Les étudiants réclament également un système judiciaire indépendant et l'égalité des droits. Ils ne s’identifient à aucun parti politique ni aucune idéologie. Ils refusent de donner leur nom de famille car leur situation personnelle n'a pas d'importance.
« J'aime vivre selon mes valeurs, qui sont l’honnêteté et la responsabilité. Mais pour que mes actions soient valables et qu'elles aient un impact, je pense qu'en tant que communauté, nous devrions tous les respecter », déclare Staša, également étudiante en génie électrique. « Etce sont les dirigeants de notre pays et de notre peuple qui devraient nous montrer la voie à suivre. Nous voulons que nos connaissances comptent. Et nous voulons que notre travail acharné soit apprécié à sa juste valeur.
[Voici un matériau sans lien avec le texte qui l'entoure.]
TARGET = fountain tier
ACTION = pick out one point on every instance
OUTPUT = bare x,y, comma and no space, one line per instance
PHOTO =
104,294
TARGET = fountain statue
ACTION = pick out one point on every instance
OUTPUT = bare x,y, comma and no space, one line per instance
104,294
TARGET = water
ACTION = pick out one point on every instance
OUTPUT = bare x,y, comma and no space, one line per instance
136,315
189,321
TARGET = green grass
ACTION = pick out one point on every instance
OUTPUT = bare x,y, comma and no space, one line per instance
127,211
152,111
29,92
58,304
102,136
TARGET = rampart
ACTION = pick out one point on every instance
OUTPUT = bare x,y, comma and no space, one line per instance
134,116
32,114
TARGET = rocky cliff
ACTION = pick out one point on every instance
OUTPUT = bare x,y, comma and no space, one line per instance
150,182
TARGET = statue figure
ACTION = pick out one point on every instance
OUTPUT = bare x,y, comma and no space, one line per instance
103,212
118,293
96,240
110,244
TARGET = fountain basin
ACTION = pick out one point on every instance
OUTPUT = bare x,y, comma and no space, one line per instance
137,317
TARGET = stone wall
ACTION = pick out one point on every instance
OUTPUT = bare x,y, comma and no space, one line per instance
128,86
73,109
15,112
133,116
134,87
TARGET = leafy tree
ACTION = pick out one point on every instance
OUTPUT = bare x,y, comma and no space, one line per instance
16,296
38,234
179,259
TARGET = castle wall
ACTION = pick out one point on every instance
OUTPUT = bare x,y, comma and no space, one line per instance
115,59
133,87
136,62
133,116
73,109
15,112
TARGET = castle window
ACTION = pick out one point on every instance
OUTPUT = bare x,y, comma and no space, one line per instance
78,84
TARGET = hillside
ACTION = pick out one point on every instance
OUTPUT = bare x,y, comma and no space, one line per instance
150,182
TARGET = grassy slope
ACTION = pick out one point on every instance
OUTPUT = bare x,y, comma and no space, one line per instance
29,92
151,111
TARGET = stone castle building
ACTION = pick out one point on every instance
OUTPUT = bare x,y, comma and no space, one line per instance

Nous voulons être jugés non pas en fonction de nos opinions politiques, mais en fonction de qui nous sommes et de ce que nous avons fait ».
Alors que la jeunesse serbe s'est mobilisée en faveur de la justice et de la lutte contre la corruption, l'UE n'est, pour beaucoup, pas une réalité concrète en raison du retard pris par le processus d'adhésion. Certains citoyens estiment également que la réponse de l'UE à leur sentiment d'érosion démocratique a été faible, ce qui alimente un euroscepticisme déjà latent chez les jeunes générations, affirme Dragana Djurica, experte des relations Serbie-UE et secrétaire générale du Mouvement européen de Serbie (EminS).
« La génération âgée de 45 à 60 ans est majoritairement favorable à l'intégration à l'UE, tandis que la jeune génération fait preuve de mépris, d'incrédulité et d'un manque d'intérêt concernant l’adhésion du pays à l'UE », déclare Dragana Djurica. « Dans les années 90, la génération actuelle des 45-60 ans avait le même âge que les jeunes d'aujourd'hui, et elle se souvient très bien de l'époque de l'isolement, des sanctions et des conflits dans la région. Et elle ne veut pas que cela se produise à nouveau aujourd’hui ».
D'autres engagements de l'UE en matière d'éducation, d'échanges culturels et de financement sont essentiels pour attirer les jeunes Serbes lassés du long processus d'adhésion, qui se retrouve aujourd'hui éclipsé par des campagnes de désinformation, affirme-t-elle. « La combinaison de ces enjeux amène les citoyens à ne pas savoir ce que l'UE représente, ce qu'elle apporte et quelles sont les obligations de la Serbie dans le contexte du processus d'intégration européenne », déclare Dragana Djurica. « Nous espérons donc que l'UE adoptera une position plus ferme dans la défense des valeurs fondamentales qu'elle représente, et qu'elle les communiquera de façon adéquate aux citoyens afin de ne pas perdre cette génération ».
Les étudiants ont promis de poursuivre la mobilisation jusqu'à ce que le pays adopte un système « qui valorise la connaissance et le travail, et non l'obéissance et le silence ».